His earlier work now appeared destructive; the new was constructive, not fragmenting objects but presenting harmonies addressed, like music, directly to our senses. Apollinaire, a close friend at this time, championed this musical art and presented Delaunay as chief of a new movement which he named orphism.

Delaunay had been exhibiting at Salons and group shows.
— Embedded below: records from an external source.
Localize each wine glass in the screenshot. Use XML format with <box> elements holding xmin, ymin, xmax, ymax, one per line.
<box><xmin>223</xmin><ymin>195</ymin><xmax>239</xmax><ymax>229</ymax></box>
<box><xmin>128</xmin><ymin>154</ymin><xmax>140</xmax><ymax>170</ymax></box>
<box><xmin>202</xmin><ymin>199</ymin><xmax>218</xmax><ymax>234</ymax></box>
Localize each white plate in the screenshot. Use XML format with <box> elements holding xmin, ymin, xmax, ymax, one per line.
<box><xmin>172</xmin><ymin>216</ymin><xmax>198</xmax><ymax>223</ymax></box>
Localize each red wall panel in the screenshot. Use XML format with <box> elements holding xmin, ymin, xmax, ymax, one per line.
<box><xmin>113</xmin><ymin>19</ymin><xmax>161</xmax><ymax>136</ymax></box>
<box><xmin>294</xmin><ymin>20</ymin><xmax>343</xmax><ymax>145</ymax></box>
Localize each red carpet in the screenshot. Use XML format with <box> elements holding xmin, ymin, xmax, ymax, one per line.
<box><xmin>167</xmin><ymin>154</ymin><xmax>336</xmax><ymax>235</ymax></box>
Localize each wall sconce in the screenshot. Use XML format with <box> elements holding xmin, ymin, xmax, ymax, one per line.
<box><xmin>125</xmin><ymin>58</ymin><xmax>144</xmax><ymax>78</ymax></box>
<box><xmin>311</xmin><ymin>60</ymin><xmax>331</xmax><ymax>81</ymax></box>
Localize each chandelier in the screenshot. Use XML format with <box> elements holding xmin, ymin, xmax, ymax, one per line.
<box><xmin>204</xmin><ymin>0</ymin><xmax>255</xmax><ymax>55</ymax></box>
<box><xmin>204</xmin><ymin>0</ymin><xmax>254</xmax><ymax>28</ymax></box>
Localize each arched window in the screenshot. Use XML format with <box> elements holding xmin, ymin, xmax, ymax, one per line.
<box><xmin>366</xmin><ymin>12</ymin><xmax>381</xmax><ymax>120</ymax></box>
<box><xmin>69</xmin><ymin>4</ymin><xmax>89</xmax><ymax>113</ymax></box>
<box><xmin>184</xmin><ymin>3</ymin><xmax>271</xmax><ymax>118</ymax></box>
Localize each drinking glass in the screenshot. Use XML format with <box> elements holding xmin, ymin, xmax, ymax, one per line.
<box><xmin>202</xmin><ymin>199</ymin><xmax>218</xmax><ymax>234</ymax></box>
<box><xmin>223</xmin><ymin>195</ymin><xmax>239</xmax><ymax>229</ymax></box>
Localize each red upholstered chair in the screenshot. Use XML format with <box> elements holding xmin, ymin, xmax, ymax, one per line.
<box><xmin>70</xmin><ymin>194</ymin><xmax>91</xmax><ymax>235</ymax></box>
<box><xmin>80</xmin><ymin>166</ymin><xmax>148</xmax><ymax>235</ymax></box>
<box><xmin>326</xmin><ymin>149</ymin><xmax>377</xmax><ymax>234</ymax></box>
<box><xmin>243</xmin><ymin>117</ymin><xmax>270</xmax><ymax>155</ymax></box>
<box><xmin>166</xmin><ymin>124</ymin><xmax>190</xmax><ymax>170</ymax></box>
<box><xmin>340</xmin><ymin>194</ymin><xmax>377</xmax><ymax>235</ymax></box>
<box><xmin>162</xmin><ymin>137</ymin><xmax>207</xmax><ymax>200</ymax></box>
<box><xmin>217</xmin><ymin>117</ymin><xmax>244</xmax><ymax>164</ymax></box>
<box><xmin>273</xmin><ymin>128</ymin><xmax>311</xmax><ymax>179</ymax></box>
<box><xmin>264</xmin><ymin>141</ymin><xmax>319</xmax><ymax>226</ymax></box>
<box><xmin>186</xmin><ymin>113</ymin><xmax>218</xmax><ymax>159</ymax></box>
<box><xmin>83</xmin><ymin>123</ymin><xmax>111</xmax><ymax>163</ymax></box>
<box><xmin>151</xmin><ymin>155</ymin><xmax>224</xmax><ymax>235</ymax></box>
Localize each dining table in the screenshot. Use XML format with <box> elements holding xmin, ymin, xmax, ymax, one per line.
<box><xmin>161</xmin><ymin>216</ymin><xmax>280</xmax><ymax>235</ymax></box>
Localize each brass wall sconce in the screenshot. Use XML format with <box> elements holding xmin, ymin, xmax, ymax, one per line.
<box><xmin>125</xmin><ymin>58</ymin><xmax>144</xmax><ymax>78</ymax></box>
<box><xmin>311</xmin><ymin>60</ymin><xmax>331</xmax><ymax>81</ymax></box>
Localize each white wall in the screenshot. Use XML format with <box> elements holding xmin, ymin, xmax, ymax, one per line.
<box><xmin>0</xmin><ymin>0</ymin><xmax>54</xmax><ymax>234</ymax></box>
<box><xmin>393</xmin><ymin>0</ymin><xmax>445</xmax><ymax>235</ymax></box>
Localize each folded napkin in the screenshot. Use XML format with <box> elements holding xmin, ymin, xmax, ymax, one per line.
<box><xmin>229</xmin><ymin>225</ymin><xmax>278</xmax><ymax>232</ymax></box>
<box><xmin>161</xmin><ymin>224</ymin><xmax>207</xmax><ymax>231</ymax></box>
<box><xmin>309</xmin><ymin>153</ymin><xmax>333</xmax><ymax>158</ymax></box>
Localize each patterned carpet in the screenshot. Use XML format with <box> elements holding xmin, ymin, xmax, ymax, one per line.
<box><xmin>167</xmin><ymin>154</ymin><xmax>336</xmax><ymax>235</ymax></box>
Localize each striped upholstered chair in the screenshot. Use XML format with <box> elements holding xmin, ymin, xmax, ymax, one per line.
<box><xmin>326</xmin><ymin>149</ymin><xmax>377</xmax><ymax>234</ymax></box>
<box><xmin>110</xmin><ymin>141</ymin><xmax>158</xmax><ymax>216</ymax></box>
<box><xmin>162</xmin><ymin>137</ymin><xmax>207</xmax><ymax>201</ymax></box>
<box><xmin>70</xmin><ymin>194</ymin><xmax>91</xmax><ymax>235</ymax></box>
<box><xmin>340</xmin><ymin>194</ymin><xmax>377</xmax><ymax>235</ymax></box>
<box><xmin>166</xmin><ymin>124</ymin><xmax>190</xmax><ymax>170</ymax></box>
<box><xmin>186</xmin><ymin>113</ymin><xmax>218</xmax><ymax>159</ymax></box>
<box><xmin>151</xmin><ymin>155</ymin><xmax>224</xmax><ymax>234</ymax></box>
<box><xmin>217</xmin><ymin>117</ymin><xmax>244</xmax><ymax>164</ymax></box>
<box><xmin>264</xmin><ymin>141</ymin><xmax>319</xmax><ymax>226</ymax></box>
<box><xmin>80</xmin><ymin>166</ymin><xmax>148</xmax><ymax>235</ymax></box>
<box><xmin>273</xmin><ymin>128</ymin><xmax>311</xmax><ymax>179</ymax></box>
In 1912 he had his first one-man shows, in Paris and Zurich His show in the Sturm Gallery, Berlin, in January 1913, included a new type of Delaunay painting, The Cartiff Team, in which rugby players copied from a newspaper photograph are backed by the Eiffel Tower, Paris’s large ferris wheel, an aero plane and bright hoardings to make a joyful composition from topical and popular material.

His Homage to Bleriot, the pioneer of flying is a composite work in which colourful images of aeroplanes and the Eiffel Tower together with disks and haloes of color speak of progress and adventure. Delaunay was attempting to reach a wider public and to this end combined avant-garde methods with others derived from religious and folk art. His success in Paris was limited. The futurists, however, were stimulated by his dynamic version of cubism, and in Germany his paintings were admired for their lyrical, expressive character: his show in the Sturm Gallery in Berlin was followed, later the same year, by a large Robert and Sonia Delaunay section in its First German Autumn Salon. In Poland and Russia too, Delaunay’s work was much noticed.

The Delaunays spent 1914-20 in Spain and Portugal. Robert now turned to more traditional subjects, still lifes, figures etc., still stressing pattern and color. His example and presence created something of a Delaunay school in the peninsula.

Back in Paris in 1920, Delaunay home again became a center for artists and writers.

In 1931, he contributed a large painting to the International Paris Exhibition of Decorative Arts. By 1930 his work was wholly abstract, presenting color rhythms through disks and haloes, sometimes now in low relief. During the 1930s his work became more widely known through French national and American purchases.

In 1937, he directed the decoration of the aeronautics and railway pavilions at Paris’s World Exhibition. His last major works, mostly vertical and diagonal stacks of disks and haloes of color joined in a rhythmical design, are often entitled Rhythm without End.